Cynthia's Arrival

Molly’s father was not at home when she returned; and there was no one to give her a welcome. Mrs. Gibson was out paying calls, the servants told Molly. She went upstairs to her own room, meaning to unpack and arrange her borrowed books. Rather to her surprise, she saw the chamber corresponding to her own being dusted; water and towels too were being carried in.

“Is any one coming?” she asked of the housemaid.

“Miss Kirkpatrick is coming to-morrow. Missus’s daughter from France.”

Was Cynthia coming at last? Oh, what a pleasure it would be to have a companion, a girl, a sister of her own age!

Molly’s depressed spirits sprang up again with bright elasticity. She longed for Mrs. Gibson’s return, to ask her all about it: it must be very sudden, for Mr. Gibson had said nothing of it at the Hall the day before. No quiet reading now; the books were hardly put away with Molly’s usual neatness. She went down into the drawing-room, and could not settle to anything. At last Mrs. Gibson came home, tired out with her walk and her heavy velvet cloak. Until that was taken off, and she had rested herself for a few minutes, she seemed quite unable to attend to Molly’s questions.

“Oh, yes! Cynthia is coming home to-morrow, by the ‘Umpire,’ which passes through at ten o’clock. What an oppressive day it is for the time of the year! I really am almost ready to faint. Cynthia heard of some opportunity, I believe, and was only too glad to leave school a fortnight earlier than we planned. She never gave me the chance of writing to say I did, or did not, like her coming so much before the time; and I shall have to pay for her just the same as if she had stopped. And I meant to have asked her to bring me a French bonnet; and then you could have had one made after mine. But I’m very glad she’s coming, poor dear.”

“Is anything the matter with her?” asked Molly.

“Oh, no! Why should there be?”

“You called her ‘poor dear,’ and it made me afraid lest she might be ill.”

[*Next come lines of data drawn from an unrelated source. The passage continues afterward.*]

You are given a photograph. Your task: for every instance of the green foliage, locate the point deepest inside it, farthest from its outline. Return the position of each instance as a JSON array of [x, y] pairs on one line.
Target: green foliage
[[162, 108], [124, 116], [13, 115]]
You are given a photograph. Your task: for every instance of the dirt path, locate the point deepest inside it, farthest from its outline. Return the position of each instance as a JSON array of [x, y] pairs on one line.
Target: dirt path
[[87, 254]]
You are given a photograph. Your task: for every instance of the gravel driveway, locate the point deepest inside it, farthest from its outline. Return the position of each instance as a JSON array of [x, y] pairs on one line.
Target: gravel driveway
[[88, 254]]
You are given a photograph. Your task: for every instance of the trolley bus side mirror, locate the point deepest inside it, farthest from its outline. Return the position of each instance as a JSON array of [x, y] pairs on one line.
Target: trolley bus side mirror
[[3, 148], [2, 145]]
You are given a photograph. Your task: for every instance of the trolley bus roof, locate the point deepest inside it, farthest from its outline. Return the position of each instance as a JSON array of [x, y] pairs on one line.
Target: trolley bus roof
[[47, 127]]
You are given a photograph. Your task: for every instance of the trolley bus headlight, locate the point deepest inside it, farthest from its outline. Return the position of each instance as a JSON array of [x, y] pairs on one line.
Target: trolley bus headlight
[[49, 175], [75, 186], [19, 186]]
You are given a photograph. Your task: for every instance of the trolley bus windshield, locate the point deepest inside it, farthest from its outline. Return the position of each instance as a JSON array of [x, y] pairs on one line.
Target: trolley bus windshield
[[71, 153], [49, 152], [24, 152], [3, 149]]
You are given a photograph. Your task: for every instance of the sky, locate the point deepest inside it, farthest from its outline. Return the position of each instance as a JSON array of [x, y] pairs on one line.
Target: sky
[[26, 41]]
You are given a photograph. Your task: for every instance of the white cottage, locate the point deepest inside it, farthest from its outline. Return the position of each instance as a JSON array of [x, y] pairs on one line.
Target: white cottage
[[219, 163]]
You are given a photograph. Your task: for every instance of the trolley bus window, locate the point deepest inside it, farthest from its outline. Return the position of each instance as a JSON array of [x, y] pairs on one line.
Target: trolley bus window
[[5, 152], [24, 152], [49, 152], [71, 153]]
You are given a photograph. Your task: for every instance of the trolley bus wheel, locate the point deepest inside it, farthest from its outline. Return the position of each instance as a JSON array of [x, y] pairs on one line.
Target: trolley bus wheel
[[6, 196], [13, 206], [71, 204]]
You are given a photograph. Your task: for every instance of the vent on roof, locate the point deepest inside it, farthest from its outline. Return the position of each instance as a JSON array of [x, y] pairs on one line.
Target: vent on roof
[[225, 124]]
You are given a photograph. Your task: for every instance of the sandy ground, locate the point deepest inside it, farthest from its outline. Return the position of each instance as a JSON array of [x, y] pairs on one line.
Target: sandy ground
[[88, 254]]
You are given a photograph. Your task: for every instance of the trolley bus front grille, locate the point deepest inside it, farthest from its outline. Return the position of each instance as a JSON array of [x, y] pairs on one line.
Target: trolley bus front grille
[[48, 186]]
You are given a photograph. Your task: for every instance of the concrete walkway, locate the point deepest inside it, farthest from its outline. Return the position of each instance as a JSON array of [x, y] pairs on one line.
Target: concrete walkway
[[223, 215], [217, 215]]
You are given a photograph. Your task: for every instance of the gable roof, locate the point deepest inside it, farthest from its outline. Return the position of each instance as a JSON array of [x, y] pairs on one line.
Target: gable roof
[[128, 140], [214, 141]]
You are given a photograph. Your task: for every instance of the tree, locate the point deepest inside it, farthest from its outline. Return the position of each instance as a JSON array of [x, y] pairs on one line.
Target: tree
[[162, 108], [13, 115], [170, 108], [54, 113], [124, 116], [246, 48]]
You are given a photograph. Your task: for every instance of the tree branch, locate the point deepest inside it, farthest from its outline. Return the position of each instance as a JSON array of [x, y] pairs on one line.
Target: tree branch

“Oh, no! It’s only a way I got into, when Mr. Kirkpatrick died. A fatherless girl—you know one always does call them ‘poor dears.’ Oh, no! Cynthia never is ill. She’s as strong as a horse. She never would have felt to-day as I have done. Could you get me a glass of wine and a biscuit, my dear? I’m really quite faint.”

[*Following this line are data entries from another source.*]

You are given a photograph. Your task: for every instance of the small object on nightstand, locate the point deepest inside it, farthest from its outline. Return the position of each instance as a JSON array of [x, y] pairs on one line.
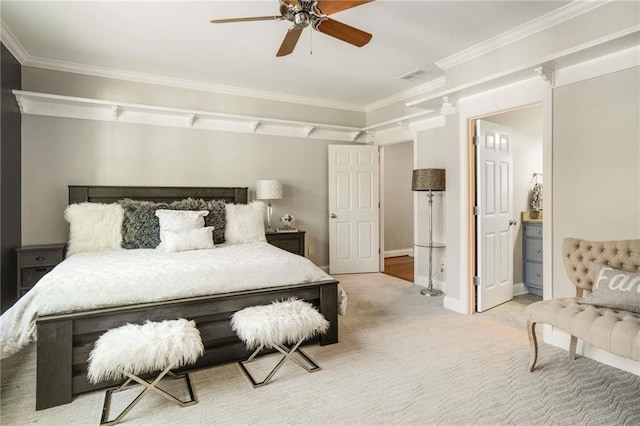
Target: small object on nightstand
[[34, 262], [290, 229], [291, 241]]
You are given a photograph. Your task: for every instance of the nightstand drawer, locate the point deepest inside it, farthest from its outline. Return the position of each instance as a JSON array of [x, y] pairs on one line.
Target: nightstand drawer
[[533, 230], [34, 262], [292, 245], [30, 276], [533, 273], [533, 249], [40, 258], [290, 241]]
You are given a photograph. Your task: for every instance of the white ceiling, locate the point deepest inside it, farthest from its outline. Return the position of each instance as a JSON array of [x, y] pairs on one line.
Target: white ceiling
[[176, 40]]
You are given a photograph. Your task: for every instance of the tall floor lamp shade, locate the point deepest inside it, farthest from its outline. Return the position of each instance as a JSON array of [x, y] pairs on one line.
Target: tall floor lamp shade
[[430, 180], [269, 190]]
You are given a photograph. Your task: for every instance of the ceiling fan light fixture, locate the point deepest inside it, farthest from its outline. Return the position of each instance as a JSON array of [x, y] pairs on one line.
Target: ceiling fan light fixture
[[301, 19]]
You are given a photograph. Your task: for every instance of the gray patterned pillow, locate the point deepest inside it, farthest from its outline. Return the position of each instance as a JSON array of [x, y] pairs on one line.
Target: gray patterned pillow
[[615, 289], [140, 227], [217, 214]]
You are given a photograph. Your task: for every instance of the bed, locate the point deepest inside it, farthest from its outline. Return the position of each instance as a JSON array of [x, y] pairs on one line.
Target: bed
[[65, 340]]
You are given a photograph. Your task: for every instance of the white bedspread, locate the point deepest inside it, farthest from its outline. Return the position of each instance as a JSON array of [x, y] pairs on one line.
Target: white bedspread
[[94, 280]]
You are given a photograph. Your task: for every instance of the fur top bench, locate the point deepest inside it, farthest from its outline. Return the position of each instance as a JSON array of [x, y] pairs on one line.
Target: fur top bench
[[609, 317], [139, 349], [289, 321]]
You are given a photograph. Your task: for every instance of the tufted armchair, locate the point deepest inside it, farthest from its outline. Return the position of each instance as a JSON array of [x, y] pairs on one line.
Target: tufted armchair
[[616, 331]]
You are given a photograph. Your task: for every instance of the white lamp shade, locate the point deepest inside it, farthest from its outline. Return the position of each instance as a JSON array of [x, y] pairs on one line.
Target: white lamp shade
[[268, 190]]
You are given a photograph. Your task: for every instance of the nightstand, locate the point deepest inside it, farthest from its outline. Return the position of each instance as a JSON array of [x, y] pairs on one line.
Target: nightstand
[[532, 257], [34, 262], [290, 241]]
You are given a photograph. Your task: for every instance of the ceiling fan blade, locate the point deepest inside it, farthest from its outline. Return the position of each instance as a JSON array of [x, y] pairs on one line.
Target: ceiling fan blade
[[289, 42], [343, 32], [254, 18], [330, 7]]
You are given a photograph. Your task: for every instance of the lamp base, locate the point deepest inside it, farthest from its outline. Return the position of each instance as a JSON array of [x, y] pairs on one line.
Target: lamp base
[[431, 292]]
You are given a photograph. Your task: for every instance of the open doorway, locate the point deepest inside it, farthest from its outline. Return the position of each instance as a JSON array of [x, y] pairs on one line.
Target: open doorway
[[522, 230], [396, 166]]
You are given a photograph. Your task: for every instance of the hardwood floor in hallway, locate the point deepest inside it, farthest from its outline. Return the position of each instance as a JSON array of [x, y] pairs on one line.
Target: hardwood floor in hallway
[[399, 267]]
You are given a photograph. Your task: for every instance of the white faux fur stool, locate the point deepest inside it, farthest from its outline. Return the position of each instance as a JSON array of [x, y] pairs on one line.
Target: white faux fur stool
[[276, 325], [133, 350]]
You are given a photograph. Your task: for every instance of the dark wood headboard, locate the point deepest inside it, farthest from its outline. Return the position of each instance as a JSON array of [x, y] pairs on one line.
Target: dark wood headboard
[[111, 194]]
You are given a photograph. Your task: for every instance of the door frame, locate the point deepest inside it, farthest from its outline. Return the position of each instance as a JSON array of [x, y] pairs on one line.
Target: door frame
[[472, 197], [381, 175]]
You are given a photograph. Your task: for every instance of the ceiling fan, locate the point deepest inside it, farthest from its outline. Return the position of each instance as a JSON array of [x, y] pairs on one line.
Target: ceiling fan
[[305, 13]]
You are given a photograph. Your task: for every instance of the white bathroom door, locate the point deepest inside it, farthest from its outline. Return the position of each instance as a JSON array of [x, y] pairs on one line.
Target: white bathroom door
[[494, 175], [354, 243]]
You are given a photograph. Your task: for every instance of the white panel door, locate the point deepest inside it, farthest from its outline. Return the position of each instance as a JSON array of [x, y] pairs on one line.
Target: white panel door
[[495, 202], [353, 209]]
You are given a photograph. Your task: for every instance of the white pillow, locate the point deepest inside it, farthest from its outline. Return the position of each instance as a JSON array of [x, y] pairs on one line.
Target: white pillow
[[179, 220], [190, 239], [94, 227], [245, 223]]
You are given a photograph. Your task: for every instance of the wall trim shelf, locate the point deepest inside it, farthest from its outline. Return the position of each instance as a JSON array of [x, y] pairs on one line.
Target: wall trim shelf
[[94, 109]]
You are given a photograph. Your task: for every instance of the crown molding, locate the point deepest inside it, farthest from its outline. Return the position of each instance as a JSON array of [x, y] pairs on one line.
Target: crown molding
[[434, 84], [92, 109], [76, 68], [527, 29], [11, 42]]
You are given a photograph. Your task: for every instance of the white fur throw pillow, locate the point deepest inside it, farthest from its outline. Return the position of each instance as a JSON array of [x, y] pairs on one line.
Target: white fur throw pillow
[[179, 220], [245, 223], [94, 227], [189, 239]]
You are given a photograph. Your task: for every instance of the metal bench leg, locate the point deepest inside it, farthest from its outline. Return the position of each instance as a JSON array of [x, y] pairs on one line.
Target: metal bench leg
[[533, 343], [149, 386], [287, 354]]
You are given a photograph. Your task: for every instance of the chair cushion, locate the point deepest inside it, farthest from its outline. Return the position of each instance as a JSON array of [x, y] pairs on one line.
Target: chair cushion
[[613, 330], [139, 349], [283, 322]]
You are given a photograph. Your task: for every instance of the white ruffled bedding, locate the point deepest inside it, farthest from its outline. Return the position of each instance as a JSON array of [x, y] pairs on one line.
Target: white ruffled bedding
[[102, 279]]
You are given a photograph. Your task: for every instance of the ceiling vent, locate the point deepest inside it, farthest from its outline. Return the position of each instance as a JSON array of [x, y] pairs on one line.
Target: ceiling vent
[[413, 75]]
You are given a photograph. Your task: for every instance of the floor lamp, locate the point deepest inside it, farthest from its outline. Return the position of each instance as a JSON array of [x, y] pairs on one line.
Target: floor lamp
[[269, 190], [430, 180]]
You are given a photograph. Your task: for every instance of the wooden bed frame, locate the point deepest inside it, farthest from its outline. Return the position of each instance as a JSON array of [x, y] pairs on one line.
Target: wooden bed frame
[[65, 341]]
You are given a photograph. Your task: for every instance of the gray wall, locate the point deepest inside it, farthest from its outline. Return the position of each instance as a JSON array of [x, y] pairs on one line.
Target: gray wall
[[10, 182], [526, 128], [398, 197], [596, 163], [57, 152]]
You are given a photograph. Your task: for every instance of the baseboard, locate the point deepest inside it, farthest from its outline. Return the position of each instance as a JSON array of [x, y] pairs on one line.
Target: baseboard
[[455, 305], [396, 253], [560, 339], [519, 289], [421, 280]]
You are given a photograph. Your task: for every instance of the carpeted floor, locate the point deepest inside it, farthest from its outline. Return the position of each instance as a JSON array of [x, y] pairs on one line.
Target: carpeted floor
[[402, 359], [512, 313]]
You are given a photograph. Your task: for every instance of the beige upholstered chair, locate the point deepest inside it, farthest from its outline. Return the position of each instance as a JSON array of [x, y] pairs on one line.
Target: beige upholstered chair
[[616, 331]]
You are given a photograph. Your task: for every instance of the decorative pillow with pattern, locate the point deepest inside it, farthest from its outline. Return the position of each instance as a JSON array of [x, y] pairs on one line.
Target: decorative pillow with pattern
[[140, 227], [615, 288], [215, 218]]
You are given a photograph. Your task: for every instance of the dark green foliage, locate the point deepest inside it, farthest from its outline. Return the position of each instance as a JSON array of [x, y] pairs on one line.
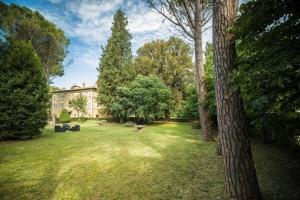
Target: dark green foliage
[[269, 67], [115, 62], [23, 91], [146, 98], [64, 116], [189, 107], [210, 83], [47, 39], [169, 60]]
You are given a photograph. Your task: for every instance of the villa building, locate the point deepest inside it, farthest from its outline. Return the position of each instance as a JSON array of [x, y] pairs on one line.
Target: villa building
[[61, 98]]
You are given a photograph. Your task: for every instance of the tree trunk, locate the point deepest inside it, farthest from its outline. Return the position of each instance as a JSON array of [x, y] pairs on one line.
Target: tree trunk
[[240, 175], [203, 111], [219, 147]]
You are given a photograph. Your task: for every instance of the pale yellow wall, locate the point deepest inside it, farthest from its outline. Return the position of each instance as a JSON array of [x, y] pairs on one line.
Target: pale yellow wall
[[60, 101]]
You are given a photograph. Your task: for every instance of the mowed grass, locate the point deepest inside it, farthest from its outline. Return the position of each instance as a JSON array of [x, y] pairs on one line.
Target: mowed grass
[[166, 161]]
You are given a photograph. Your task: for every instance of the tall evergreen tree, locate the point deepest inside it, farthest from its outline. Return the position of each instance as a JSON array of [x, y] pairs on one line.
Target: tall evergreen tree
[[115, 62], [23, 91]]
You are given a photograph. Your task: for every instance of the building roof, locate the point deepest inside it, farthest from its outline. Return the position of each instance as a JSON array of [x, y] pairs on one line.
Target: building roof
[[75, 89]]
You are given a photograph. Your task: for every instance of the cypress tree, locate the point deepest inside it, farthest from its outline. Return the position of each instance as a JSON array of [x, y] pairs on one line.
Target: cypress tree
[[115, 62], [24, 94]]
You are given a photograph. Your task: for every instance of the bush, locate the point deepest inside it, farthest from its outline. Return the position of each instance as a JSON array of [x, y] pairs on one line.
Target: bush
[[23, 91], [196, 126], [147, 98], [129, 124], [64, 116]]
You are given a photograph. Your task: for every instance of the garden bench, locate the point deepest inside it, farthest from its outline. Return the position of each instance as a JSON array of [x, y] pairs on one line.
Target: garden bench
[[140, 128], [66, 127]]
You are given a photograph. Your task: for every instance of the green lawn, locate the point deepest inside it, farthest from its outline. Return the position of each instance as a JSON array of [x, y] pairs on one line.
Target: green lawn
[[167, 161]]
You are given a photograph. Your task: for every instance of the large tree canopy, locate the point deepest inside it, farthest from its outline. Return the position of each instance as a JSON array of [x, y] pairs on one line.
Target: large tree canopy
[[23, 91], [49, 42], [115, 62], [269, 66], [146, 98], [171, 61]]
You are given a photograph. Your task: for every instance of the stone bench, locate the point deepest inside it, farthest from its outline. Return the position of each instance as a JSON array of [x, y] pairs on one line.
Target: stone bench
[[66, 127], [140, 128]]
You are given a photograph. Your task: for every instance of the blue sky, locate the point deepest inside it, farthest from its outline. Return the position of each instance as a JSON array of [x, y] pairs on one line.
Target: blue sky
[[87, 24]]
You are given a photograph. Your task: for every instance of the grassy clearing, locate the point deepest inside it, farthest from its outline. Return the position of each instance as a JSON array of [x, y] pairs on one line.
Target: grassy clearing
[[167, 161]]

Mr. Gibson was much more excited about Cynthia’s arrival than her own mother was. He anticipated her coming as a great pleasure to Molly, on whom, in spite of his recent marriage and his new wife, his interests principally centred. He even found time to run upstairs and see the bed-rooms of the two girls; for the furniture of which he had paid a pretty round sum.

“Well, I suppose young ladies like their bed-rooms decked out in this way! It’s very pretty certainly, but”—

“I liked my own old room better, papa; but perhaps Cynthia is accustomed to such decking-up.”

“Perhaps; at any rate, she’ll see we’ve tried to make it pretty. Yours is like hers. That’s right. It might have hurt her, if hers had been smarter than yours. Now, goodnight in your fine flimsy bed.”

Molly was up betimes—almost before it was light— arranging her pretty Hamley flowers in Cynthia’s room. She could hardly eat her breakfast that morning. She ran upstairs and put on her things, thinking that Mrs. Gibson was quite sure to go down to the “Angel Inn,” where the “Umpire” stopped, to meet her daughter after a two years’ absence. But, to her surprise, Mrs. Gibson had arranged herself at her great worsted-work frame, just as usual; and she, in her turn, was astonished at Molly’s bonnet and cloak.